Virus DNA-fragment classification using taxonomic hidden Markov model profile.
Menor M, Baek K, Belcaid M, Gingras Y, Poisson G.
Menor M, Baek K, Belcaid M, Gingras Y, Poisson G. (2010) Virus DNA-fragment classification using taxonomic hidden Markov model profile. Proceedings of the 2010 ACM Symposium on Applied Computing 1567-1571.
In most viral metagenomic studies, genetic material from a diversity of organisms is sampled from the environment and sequenced using Sanger or 454 sequencing.
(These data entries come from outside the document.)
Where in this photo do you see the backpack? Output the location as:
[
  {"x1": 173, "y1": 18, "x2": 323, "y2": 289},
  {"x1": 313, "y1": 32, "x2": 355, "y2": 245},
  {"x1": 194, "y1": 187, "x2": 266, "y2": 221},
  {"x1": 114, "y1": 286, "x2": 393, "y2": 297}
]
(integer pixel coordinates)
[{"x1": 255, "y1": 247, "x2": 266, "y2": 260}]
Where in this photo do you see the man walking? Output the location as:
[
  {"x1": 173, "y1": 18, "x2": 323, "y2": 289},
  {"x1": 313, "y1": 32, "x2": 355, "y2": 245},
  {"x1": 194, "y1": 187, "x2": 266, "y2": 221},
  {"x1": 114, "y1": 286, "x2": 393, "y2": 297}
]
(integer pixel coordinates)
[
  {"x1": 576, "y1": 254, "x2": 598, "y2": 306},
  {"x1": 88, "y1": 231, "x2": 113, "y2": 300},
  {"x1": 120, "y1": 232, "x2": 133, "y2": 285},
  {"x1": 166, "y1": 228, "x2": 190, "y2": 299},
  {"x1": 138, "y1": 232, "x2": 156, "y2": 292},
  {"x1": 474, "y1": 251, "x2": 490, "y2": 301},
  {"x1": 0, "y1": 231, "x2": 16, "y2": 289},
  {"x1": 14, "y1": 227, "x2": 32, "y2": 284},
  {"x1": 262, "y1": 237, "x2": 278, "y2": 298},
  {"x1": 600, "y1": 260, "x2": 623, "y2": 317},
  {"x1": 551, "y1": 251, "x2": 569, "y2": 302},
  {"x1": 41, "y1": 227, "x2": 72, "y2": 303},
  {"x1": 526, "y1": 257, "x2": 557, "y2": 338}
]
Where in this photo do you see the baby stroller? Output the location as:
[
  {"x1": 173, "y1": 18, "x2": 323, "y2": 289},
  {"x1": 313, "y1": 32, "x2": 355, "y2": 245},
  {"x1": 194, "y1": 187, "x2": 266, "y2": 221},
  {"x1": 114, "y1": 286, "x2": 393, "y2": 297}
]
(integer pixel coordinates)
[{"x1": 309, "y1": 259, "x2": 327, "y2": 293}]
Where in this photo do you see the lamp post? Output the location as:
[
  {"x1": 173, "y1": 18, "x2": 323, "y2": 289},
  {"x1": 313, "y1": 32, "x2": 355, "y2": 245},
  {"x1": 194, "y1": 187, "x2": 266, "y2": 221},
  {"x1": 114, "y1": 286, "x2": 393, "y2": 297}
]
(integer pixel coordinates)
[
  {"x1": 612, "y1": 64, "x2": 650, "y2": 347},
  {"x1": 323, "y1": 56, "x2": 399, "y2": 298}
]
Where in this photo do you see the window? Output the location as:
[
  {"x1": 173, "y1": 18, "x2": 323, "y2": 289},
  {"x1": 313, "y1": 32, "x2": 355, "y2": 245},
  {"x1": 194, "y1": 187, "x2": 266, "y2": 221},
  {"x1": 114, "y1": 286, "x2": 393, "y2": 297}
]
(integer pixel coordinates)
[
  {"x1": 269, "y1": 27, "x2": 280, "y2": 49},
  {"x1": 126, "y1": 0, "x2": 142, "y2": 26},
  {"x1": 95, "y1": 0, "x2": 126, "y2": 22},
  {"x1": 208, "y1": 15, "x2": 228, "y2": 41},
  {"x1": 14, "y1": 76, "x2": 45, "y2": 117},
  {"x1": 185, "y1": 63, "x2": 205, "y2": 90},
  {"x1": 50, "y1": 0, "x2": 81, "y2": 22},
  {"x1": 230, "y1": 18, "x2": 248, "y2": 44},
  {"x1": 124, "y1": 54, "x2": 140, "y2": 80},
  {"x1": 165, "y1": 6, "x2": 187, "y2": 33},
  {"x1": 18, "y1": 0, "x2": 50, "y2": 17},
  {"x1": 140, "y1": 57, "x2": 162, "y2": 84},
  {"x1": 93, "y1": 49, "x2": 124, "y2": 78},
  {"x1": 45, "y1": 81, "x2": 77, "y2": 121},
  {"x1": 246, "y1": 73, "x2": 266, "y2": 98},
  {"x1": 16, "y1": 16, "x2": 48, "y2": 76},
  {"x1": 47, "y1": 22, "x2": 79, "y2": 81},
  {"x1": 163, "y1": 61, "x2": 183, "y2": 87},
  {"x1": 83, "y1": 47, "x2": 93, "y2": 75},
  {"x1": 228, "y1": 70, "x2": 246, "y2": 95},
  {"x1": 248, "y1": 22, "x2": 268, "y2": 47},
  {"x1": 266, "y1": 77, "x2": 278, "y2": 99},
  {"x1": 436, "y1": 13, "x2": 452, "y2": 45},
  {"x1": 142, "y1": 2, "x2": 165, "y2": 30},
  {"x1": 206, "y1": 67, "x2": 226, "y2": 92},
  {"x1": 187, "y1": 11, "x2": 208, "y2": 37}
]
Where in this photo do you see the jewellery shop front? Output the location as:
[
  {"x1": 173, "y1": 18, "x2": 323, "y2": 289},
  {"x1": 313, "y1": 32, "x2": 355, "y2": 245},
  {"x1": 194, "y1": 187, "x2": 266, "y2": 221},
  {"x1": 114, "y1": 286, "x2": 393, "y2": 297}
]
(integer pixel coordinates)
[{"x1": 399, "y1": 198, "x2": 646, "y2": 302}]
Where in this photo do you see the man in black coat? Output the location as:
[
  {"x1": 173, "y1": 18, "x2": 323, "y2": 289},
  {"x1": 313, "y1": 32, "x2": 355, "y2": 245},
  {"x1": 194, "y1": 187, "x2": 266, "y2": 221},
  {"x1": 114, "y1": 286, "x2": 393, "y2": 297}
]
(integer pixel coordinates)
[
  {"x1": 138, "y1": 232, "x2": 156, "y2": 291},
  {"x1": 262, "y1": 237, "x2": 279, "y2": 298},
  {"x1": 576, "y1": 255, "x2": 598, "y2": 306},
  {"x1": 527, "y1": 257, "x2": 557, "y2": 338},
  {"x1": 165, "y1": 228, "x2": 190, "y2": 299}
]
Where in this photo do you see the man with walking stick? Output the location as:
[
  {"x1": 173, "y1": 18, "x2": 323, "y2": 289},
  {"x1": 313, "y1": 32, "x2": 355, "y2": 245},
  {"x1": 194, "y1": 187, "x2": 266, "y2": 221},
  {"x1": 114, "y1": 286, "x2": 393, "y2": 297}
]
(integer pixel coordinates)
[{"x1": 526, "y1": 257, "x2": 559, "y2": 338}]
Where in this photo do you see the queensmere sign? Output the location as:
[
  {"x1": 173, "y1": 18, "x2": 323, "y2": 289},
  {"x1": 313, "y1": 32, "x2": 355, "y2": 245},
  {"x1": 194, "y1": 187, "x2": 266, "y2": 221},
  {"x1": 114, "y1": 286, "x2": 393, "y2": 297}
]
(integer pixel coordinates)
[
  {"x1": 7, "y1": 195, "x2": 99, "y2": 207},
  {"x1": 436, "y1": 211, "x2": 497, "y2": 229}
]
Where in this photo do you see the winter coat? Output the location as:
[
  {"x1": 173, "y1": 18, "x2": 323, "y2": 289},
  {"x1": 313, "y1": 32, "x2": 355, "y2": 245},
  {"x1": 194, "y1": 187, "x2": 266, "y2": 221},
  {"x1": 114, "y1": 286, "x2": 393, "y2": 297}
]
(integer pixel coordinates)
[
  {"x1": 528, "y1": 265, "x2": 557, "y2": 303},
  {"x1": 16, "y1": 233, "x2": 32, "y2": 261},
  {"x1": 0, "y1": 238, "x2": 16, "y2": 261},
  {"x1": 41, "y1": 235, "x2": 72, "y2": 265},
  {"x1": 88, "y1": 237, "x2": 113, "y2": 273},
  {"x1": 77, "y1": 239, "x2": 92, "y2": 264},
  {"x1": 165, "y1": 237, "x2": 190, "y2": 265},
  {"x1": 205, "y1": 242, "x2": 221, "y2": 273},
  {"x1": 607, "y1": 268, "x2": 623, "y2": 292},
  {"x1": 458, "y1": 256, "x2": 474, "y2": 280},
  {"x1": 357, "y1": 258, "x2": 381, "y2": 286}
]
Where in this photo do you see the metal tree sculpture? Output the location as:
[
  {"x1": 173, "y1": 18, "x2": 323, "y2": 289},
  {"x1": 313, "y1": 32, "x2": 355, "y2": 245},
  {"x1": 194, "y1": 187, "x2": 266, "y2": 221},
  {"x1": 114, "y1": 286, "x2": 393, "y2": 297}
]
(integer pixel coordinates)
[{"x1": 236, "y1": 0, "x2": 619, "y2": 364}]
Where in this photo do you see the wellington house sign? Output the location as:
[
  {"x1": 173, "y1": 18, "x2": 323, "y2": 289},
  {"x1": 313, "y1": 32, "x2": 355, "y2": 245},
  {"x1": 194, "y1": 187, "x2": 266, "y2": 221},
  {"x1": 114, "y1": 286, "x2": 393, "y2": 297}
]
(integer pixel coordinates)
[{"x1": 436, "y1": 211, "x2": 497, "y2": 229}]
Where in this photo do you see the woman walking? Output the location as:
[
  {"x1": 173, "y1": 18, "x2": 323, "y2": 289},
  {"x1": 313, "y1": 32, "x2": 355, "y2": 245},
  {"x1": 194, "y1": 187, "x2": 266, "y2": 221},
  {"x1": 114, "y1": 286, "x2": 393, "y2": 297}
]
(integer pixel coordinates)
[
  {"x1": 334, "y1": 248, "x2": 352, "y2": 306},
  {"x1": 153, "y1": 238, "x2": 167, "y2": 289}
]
This process typically results in DNA-fragments that need to be assembled into contigs and annotated before any inferences or conclusions can be drawn from the data in hand. However, one problem subsists: both the relatively short length of the sequenced DNA-fragments and the high level of diversity present in a viral community result in a large number of unassembled and unannotated DNA-fragments. This problem limits our capability to better understand the viral community under study. We present the preliminary results of a new annotation method, targeting the virus sequences highly likely to be left unannotated by conventional methods. The resulting system, called Anacle, gives a taxonomic annotation for virus sequences excluded by a pre-screening with BLAST. Anacle uses an automated method relying a) on the Markov clustering (MCL) of all protein sequences belonging to the same taxon and b) on constructing each taxon’s genetic variations (skeletons) using Hidden Markov Model (HMM) profiles. The taxonomic annotation consists of comparing each unannotated DNA-fragment to all the skeletons, and labeling them as belonging to the taxon associated with the best similarity score. We have evaluated Anacle’s performance on a simulated metagenomes dataset with 100 and 700 base pairs. The results show that Anacle can taxonomically annotate viruses DNA-fragments with high precision and specificity. It indicates that the proposed method can provide valuable taxonomic information about DNA-fragments that could be left unannotated by other methods. We also present Anacle’s performance on a small Sargasso Sea dataset.